The questions Principia introduced were deepened by the emergence of a second anonymous text a few years later, in 1673, titled Annals of the Chambers and Fortress of Urÿonstelaii (today usually referred to as Annals).  Annals appeared to have been written by the same hand as Principia, but it was a more detailed work and even more puzzling to scholars. At face value it was a compendium of the architectural structures on the island described in Principia, all apparently guarded behind a fort,  but it was soon determined that the descriptions might also function as metaphorical narrations of the ideology and history of the society that created them. Annals also provides clues to the text and name of the sacred performance introduced in Principia.
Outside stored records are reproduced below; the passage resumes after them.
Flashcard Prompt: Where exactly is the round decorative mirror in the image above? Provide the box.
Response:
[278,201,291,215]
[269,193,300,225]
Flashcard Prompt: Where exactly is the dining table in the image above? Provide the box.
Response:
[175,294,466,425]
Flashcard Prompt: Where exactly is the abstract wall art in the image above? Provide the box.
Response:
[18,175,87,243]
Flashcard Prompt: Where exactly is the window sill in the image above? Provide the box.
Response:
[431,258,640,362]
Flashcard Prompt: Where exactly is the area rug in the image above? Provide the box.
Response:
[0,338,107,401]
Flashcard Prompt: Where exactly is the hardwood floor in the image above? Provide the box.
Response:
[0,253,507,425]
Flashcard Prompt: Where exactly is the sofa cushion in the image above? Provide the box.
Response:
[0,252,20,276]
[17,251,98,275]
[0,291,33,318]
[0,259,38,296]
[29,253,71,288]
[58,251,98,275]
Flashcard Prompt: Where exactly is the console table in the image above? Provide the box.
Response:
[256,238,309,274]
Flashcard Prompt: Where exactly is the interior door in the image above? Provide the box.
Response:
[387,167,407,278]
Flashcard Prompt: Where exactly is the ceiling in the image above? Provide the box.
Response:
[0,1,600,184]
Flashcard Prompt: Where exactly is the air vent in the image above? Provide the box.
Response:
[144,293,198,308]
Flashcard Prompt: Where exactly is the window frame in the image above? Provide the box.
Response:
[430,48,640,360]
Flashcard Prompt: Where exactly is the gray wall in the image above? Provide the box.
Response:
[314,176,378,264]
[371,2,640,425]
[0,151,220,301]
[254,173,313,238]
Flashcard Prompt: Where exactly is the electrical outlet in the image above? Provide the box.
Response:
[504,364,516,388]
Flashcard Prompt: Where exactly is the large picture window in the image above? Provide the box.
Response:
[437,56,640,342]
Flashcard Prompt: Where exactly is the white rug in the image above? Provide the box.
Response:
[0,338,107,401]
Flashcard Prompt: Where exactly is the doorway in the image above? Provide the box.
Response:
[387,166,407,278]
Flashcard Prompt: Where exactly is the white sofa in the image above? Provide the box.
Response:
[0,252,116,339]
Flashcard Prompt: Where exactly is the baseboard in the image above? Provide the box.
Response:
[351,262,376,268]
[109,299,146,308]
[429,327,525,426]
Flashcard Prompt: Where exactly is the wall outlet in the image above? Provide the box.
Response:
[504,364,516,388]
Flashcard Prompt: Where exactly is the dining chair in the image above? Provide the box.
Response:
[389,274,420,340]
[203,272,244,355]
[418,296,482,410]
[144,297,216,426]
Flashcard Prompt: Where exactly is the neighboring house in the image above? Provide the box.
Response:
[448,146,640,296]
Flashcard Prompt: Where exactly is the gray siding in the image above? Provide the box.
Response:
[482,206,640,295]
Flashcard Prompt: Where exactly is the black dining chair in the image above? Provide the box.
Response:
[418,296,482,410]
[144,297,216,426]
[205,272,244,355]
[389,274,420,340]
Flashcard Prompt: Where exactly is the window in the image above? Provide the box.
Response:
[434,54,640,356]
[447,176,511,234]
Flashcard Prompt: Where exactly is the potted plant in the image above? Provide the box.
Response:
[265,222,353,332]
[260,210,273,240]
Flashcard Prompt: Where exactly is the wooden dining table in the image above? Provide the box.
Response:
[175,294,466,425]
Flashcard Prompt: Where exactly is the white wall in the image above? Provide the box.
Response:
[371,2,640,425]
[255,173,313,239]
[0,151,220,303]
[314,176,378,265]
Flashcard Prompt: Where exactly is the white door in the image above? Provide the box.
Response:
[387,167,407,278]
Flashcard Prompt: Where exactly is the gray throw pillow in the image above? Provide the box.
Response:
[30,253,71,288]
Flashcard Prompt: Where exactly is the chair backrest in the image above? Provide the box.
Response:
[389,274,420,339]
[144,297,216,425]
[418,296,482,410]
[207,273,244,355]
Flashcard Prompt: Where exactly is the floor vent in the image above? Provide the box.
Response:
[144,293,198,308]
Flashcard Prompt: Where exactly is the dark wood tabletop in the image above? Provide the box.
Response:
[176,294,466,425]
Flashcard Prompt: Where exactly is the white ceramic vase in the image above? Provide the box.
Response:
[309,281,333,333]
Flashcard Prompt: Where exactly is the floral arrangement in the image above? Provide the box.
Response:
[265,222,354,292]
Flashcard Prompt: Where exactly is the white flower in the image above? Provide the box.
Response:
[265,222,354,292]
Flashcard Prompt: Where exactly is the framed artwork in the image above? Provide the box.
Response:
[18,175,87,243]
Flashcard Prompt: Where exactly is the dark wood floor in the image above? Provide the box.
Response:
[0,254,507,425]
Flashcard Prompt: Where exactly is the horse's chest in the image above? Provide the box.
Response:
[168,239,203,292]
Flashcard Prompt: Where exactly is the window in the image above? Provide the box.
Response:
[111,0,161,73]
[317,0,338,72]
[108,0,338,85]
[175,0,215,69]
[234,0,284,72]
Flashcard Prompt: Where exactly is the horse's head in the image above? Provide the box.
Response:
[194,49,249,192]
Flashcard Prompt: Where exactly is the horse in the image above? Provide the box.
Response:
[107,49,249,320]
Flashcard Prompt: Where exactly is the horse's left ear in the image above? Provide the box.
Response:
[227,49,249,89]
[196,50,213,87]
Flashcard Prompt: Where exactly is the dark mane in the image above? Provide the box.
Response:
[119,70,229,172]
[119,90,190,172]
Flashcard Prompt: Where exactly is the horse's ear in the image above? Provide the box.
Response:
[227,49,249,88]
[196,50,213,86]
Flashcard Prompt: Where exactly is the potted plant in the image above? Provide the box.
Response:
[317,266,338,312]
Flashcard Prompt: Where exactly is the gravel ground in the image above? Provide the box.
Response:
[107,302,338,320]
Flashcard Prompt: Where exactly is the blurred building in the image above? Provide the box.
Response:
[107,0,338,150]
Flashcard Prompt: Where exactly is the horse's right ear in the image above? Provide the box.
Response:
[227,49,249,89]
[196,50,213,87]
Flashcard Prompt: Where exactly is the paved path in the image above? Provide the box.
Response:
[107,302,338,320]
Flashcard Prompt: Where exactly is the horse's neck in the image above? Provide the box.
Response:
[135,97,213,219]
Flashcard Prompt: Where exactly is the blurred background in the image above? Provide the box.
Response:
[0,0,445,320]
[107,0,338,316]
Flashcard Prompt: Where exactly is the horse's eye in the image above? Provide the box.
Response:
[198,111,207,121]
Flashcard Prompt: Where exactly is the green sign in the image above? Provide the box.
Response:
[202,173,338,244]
None of this brought anyone much closer to solving the enigma of Principia. It was by no means a traditional text even within rederijkerskamer literature. Rederijkerskamers generally presented religious and morality plays, usually dramatizations of stories from the Bible. In contrast, the elaborate descriptions of  tableaux in Principia had no recognizable connection to any religious writing; they were more closely connected with hermetic writing and the Rosicrucian manifestos of the early seventeenth century, although the images in Principia were unorthodox interpretations of the alchemical and hermetic symbols of that tradition. The term “Ourobourian,” from the Greek noun ourobouros, refers to a circular symbol of a snake swallowing its own tail, in a representation of infinity that was very prominent among alchemists throughout Europe. But in Principia, although ourobouros retained that original meaning, its conjunction with the concept of the island made it a more expansive symbol.

So who were the Ourobourians? What had brought them to America with the singular mission of dedicating the life of their community to the representation of a single performance? And what was the purpose of the fort and the structures in that island, and those carefully constructed tableaux?